【緊急声明】

2022年02月25日 00:00

              緊急声明

 ロシアはウクライナへの軍事攻撃を即時中止し、平和的交渉を

  平和と人の命の大切さを説く活動を長年続けてきた立場から、緊急に声明します。

  昨日(2月24日)ロシア軍がウクライナに軍事進攻し、「自衛」を名目にした攻撃を開始しました。
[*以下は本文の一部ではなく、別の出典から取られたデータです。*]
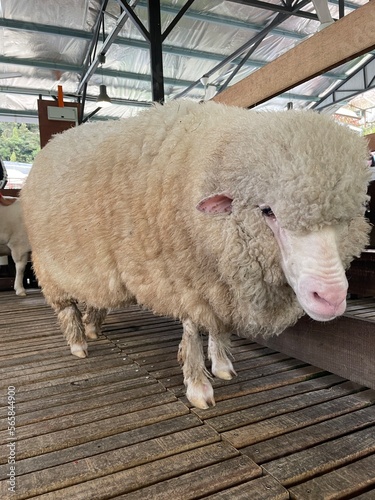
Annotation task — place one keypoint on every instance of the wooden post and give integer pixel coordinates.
(346, 39)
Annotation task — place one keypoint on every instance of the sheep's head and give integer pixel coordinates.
(310, 199)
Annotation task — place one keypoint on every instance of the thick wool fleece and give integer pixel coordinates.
(111, 210)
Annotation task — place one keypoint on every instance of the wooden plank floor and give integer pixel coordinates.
(117, 424)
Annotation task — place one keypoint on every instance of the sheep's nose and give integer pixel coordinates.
(333, 301)
(321, 300)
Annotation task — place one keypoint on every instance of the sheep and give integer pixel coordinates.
(229, 220)
(13, 238)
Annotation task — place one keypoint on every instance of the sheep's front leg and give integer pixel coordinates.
(92, 321)
(70, 319)
(20, 260)
(218, 350)
(199, 390)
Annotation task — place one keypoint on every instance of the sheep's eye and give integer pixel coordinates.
(267, 211)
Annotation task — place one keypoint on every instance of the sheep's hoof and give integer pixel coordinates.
(79, 350)
(224, 374)
(200, 395)
(90, 332)
(224, 371)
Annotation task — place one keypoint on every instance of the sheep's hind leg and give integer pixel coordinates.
(92, 320)
(20, 261)
(199, 390)
(70, 319)
(218, 350)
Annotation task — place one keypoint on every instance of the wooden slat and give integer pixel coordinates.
(344, 346)
(263, 488)
(343, 41)
(118, 424)
(153, 472)
(297, 440)
(323, 458)
(76, 471)
(340, 483)
(314, 404)
(287, 422)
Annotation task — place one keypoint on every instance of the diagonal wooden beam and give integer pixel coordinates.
(346, 39)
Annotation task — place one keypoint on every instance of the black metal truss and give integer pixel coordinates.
(358, 82)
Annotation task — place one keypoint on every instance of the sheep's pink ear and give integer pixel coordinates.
(216, 204)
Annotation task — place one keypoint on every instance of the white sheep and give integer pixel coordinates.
(13, 238)
(230, 220)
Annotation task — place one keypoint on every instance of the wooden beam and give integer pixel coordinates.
(344, 346)
(346, 39)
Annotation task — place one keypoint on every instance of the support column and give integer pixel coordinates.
(156, 56)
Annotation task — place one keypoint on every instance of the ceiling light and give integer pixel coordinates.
(103, 99)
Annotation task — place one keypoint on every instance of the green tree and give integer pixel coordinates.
(19, 142)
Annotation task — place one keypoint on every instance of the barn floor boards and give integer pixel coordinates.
(117, 424)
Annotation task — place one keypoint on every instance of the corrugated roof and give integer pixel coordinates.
(48, 43)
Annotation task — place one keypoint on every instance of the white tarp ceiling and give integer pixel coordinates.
(46, 43)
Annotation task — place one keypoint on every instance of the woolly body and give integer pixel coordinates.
(111, 211)
(13, 239)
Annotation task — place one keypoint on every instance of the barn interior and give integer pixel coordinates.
(298, 420)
 すでに攻撃による死者や負傷者が多数出ていると報じられています。

 第二次大戦後の国際法違反のソ連・モンゴルへの強制移送・抑留によって6万人以上の日本軍捕虜・民間人が犠牲になりましたが、その重大な事件の体験者や遺族らとともに、真相究明や遺骨返還を求め続けてきた私たちは、今回のロシアの軍事力行使に深い憤りと、失望を表明します。

 いかなる理由があろうとも、軍事力に頼る解決、戦争は許されません。

 プーチン大統領に、直ちに攻撃を中止し、撤退を命じられるよう訴えます。核兵器の使用を示唆することなど言語道断です。

 76年前に日本はソ連と戦火を交えましたが、1956年「日ソ共同宣言」でともに平和的に問題を解決することを約束し、今日まで話し合いを重ねてきています。ソ連によって強制移送・抑留された被害の実態もいまだ解明されず、遺骨も半分以上がまだ旧ソ連の各地に残されたままですが、私たちは悔し涙を流しながらも、ともに平和と友好を求める道を歩んできました。育まれてきたささやかな信頼を裏切らないでいただきたい。

 歴史を振り返れば、残念ながら、国家も人間も、しばしば過ちを犯してきました。日本は前世紀に大きく国策を誤り、内外に多大な犠牲を強いてきました。私たちは、誤りの原因を検証し、反省する作業を続けています。今回のウクライナ侵攻は、かつての「関東軍」による策動と誤ちに酷似して見えます。誤ちはすみやかにただされ、修正されるべきと強く思います。

 どこの国や地域であれ、破壊が行われ、軍人であれ民間人であれ、死者・負傷者が出ること、そして捕虜が出ることも、遺族や遺骨が生まれることも耐えられないことです。人の道に反することであり、不正義です。

 私たちは、国ではなく民間ですが、人間として、市民として、ロシアがウクライナへの軍事侵攻をただちに中止し、平和的に交渉するよう求めます。